To give a concrete example of the use of these fields,
suppose in your organization there are three programming
groups, each with its own manager. Hearing of the
capabilities of the new (CA MICS) system you have installed,
you are asked to create an inquiry transaction which any
manager may run at any time to show, for each of his/her
programmers, how much it cost to run the batch jobs they
submitted for each project on which they worked during that
month so far. Further assume that at your site the
programmers identify the project on whose behalf a job is run
by the first two characters of the JOBname they use. It is
clear that if the input to your report were CA MICS DETAIL
level data, you would not much care what the accounting
fields or JOBGROUP were set to: you have the JOBnames and
programmer name fields for every single job run during the
month. It is also clear that the managers would not much
care for the response time of the inquiry transaction you
gave them -- it would have to pass a record for every batch
job run in the entire month!
This is where summarization comes to your aid if you have set
up your CA MICS installation correctly. If, anticipating
such a request, you set up CA MICS so that the project
identifier and programmer identifier were carried in the
account number fields, then you could supply your management
with an inquiry which runs off of the (much smaller) MONTHS
BATJOB file (CYCLE 00 for month-to-date).

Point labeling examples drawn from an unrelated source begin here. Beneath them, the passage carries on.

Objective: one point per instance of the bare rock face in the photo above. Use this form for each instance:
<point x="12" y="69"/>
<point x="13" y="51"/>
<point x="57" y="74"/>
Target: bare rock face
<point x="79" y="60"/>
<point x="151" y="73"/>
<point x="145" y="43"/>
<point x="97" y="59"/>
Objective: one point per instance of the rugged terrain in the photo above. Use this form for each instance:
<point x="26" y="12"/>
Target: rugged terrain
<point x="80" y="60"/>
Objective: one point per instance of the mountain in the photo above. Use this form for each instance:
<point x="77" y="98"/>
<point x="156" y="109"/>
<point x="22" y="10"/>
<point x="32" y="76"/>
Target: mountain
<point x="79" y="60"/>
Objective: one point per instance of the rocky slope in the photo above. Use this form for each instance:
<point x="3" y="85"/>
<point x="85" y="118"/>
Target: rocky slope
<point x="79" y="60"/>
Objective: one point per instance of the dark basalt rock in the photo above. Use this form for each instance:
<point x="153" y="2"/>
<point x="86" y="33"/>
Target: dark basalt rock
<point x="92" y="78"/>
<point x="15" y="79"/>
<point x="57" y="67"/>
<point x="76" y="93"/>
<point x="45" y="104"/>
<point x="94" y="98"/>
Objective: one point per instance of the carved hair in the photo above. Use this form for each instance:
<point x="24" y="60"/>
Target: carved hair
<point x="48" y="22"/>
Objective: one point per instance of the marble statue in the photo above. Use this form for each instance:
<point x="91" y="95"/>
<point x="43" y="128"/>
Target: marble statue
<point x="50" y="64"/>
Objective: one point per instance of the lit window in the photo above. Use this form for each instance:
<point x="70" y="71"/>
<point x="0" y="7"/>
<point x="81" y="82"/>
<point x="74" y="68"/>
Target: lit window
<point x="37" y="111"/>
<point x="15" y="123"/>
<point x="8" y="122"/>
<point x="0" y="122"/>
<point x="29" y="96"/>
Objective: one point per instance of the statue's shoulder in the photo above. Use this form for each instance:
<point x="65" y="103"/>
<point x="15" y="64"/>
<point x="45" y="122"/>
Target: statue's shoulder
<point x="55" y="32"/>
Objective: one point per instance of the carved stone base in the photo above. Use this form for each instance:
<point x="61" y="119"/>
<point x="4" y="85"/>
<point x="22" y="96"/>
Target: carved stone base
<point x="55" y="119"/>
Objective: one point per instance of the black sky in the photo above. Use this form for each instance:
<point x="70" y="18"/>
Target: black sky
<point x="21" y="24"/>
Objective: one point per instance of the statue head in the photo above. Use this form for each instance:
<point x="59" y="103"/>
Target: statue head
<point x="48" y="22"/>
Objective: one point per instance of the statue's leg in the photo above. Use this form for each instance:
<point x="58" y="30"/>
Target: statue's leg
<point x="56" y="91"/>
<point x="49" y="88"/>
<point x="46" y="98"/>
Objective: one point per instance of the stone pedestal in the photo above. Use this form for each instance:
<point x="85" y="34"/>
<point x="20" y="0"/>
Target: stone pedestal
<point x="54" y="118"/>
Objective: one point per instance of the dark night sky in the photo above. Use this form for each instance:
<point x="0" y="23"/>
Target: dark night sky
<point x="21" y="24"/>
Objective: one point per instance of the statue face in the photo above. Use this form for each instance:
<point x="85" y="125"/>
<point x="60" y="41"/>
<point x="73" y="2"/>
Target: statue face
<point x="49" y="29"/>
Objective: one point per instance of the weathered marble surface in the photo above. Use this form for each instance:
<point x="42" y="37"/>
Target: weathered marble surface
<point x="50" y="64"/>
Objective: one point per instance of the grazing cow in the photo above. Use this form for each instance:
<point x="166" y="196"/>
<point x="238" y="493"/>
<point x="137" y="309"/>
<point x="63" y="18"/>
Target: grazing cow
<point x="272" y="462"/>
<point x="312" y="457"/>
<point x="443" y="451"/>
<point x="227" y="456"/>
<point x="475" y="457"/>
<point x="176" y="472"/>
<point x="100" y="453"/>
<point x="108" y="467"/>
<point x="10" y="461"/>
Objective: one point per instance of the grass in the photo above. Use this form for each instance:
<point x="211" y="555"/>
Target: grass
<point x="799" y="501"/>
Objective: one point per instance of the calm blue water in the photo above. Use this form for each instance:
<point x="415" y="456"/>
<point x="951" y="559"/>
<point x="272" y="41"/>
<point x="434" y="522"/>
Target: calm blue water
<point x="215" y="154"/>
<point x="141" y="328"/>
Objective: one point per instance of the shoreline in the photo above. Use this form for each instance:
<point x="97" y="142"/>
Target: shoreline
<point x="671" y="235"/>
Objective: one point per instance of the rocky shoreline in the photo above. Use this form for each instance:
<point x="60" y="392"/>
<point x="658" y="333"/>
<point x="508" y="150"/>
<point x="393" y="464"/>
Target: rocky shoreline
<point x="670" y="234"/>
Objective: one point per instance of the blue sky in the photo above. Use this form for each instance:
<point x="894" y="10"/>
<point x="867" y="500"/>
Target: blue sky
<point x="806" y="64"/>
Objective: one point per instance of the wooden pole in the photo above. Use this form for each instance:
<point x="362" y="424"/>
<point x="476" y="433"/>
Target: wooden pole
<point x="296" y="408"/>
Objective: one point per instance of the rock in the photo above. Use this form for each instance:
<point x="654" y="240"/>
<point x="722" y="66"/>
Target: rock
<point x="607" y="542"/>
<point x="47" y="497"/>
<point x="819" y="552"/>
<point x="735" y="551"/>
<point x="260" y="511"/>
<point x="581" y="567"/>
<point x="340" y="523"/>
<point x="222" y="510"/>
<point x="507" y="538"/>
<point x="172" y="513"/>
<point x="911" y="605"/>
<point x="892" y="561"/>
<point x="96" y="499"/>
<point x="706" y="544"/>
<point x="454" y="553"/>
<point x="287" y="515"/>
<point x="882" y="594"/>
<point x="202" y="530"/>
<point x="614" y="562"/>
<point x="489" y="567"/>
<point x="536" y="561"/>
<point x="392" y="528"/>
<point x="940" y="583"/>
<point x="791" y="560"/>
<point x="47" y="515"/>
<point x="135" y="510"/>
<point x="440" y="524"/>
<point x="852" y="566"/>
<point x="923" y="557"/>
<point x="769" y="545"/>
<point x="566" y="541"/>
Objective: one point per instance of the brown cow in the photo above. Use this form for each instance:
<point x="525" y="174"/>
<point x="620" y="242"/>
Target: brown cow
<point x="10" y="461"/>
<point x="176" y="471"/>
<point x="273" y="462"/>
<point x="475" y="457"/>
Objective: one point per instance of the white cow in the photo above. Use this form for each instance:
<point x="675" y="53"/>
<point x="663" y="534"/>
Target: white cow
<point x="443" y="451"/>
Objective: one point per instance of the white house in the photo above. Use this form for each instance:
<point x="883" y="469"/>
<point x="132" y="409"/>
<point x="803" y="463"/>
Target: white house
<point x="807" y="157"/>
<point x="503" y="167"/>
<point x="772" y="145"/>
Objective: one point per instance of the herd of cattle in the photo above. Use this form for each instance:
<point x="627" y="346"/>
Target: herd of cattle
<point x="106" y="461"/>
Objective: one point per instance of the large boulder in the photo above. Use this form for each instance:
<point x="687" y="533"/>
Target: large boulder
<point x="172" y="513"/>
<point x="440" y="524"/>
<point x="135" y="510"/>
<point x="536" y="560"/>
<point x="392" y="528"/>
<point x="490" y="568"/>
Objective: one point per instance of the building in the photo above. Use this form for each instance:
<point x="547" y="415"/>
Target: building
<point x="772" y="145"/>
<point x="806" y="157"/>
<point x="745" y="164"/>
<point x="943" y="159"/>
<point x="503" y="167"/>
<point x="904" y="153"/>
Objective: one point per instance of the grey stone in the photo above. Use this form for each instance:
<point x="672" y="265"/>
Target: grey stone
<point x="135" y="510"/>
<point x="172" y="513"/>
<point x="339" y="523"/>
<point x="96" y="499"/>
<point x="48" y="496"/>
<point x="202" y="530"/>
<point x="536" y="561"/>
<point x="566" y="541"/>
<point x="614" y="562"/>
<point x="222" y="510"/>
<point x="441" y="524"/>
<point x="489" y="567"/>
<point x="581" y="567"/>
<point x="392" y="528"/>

How does CA MICS know to assign the right values to variables
like the account numbers of the BATJOB file so you can meet
your reporting requirements? It doesn't. You must tell how
this is to be accomplished via parameters at CA MICS
generation time. In the specific case of the batch job
(BATJOB) file, the relevant parameters are stored in
MICS.PARMS(ACCOUNT) and MICS.PARMS(ACCTRTE), but there are
similar processes which must go on for all CA MICS files
which deal with individual units of work. For example, the
corresponding members for the IMS component are IMSACCT and
IMSACRT.
Remember as you go through the many parameters in this
chapter which influence the CA MICS process called
summarization that your task is to tell CA MICS a way to
consolidate your data in such a way that you can meet your
reporting and analytical requirements without keeping so much
data that you cannot afford to have it online.